Temperatures have been dipping well below freezing on a regular basis for some time now, but our little box of cold hardy greens remains alive and well. In hindsight, I should have planted more greens, earlier. It is important to start your winter greens early enough to allow for sufficient growth. As the hours of sunlight decrease and the temperatures drop, the greens stop growing altogether and remain as a sort of living salad bar. Elliot Coleman's book provides advice on how to figure out the best start date. As the season progresses, the later you start your seeds, the longer they will take to reach maturity, meaning, the number of days to maturity might differ from the packet's 'days to maturity'.
As I learned, it does vary from plant to plant, and area to area, so experiment and keep records! I definitely didn't get it right the first time. Our salad greens remain baby size because I started them at the end of August, rather than at the beginning when I should have.
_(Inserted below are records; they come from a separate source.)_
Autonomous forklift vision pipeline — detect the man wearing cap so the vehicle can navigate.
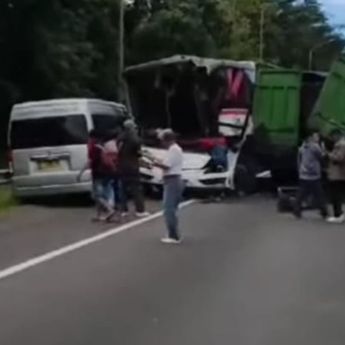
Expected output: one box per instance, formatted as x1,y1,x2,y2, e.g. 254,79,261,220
153,129,184,244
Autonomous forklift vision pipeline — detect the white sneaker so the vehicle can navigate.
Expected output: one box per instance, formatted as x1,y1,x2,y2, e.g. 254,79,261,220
327,214,345,224
161,237,182,244
135,212,151,218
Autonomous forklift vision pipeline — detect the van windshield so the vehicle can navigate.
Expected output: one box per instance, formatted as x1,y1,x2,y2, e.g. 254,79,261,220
92,114,126,133
10,115,88,149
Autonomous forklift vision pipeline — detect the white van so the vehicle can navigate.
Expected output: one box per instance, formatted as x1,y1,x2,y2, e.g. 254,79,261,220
8,99,127,197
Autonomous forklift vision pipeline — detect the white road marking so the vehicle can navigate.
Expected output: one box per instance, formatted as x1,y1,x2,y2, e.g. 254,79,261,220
0,200,195,280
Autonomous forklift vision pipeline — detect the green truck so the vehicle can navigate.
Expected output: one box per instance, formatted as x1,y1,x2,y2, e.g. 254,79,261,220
250,58,336,186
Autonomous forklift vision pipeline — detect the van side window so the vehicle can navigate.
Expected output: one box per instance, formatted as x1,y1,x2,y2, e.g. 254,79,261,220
10,115,88,149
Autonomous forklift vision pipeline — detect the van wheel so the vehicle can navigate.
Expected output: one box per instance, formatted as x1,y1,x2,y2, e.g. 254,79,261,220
145,185,163,200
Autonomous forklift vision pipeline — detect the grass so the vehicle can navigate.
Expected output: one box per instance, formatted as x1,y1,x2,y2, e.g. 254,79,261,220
0,185,17,214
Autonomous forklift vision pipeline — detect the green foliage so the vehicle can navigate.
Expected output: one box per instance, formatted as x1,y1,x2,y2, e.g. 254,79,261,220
0,0,345,113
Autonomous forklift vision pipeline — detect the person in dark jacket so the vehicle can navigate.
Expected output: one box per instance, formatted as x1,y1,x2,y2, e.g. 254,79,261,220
327,130,345,224
118,120,149,218
295,131,328,219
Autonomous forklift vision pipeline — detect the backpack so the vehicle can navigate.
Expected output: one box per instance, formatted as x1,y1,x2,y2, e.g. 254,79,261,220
97,140,118,173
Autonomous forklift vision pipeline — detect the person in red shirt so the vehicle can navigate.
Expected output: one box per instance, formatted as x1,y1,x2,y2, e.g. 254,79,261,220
77,130,114,221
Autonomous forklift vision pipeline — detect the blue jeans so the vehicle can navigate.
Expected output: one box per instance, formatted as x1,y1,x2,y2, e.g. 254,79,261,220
163,176,184,240
93,178,114,205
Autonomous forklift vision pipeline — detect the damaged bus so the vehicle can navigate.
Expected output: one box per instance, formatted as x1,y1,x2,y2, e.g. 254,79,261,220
125,56,256,190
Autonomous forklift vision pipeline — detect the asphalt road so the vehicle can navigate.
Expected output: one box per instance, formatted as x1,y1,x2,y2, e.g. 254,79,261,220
0,197,161,268
0,199,345,345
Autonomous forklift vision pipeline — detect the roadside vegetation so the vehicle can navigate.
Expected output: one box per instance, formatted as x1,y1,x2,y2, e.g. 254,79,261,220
0,0,345,147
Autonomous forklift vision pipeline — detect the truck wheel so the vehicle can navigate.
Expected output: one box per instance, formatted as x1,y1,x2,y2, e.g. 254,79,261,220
234,164,257,195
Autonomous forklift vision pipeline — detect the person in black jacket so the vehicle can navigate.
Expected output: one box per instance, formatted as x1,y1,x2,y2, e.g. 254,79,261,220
118,120,149,217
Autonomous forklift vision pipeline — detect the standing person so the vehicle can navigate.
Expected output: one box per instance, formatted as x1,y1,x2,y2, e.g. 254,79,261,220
118,120,149,218
295,131,328,219
77,130,114,221
153,129,184,244
328,130,345,223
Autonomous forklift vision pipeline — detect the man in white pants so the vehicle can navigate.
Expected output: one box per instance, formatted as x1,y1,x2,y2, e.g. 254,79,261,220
154,129,184,244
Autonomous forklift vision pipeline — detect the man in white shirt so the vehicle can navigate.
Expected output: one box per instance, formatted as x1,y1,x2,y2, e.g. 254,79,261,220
154,129,184,244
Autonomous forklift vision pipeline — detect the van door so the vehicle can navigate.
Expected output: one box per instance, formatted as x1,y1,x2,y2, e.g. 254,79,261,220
10,114,88,188
253,69,302,147
309,57,345,136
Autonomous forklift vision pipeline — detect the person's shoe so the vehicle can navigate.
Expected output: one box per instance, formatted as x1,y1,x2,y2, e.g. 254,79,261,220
101,210,116,222
161,237,182,244
135,212,151,218
327,214,345,224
When eating cold hardy greens, be prepared for a change in texture and taste - they will not be the same as the early summer lettuce varieties. Cold hardy greens are slightly more tough and chewy, and have a mild bitter aftertaste, making many of them good candidates for sautéing. Our experimental line up, in order of least bitter tasting to most (the last being still quite mild):
Red Deer Tongue Lettuce (not showing any red yet)
Red Oak Leaf Lettuce
The green and red leaves have been such a welcoming sight amidst all of the browns and yellows of the season!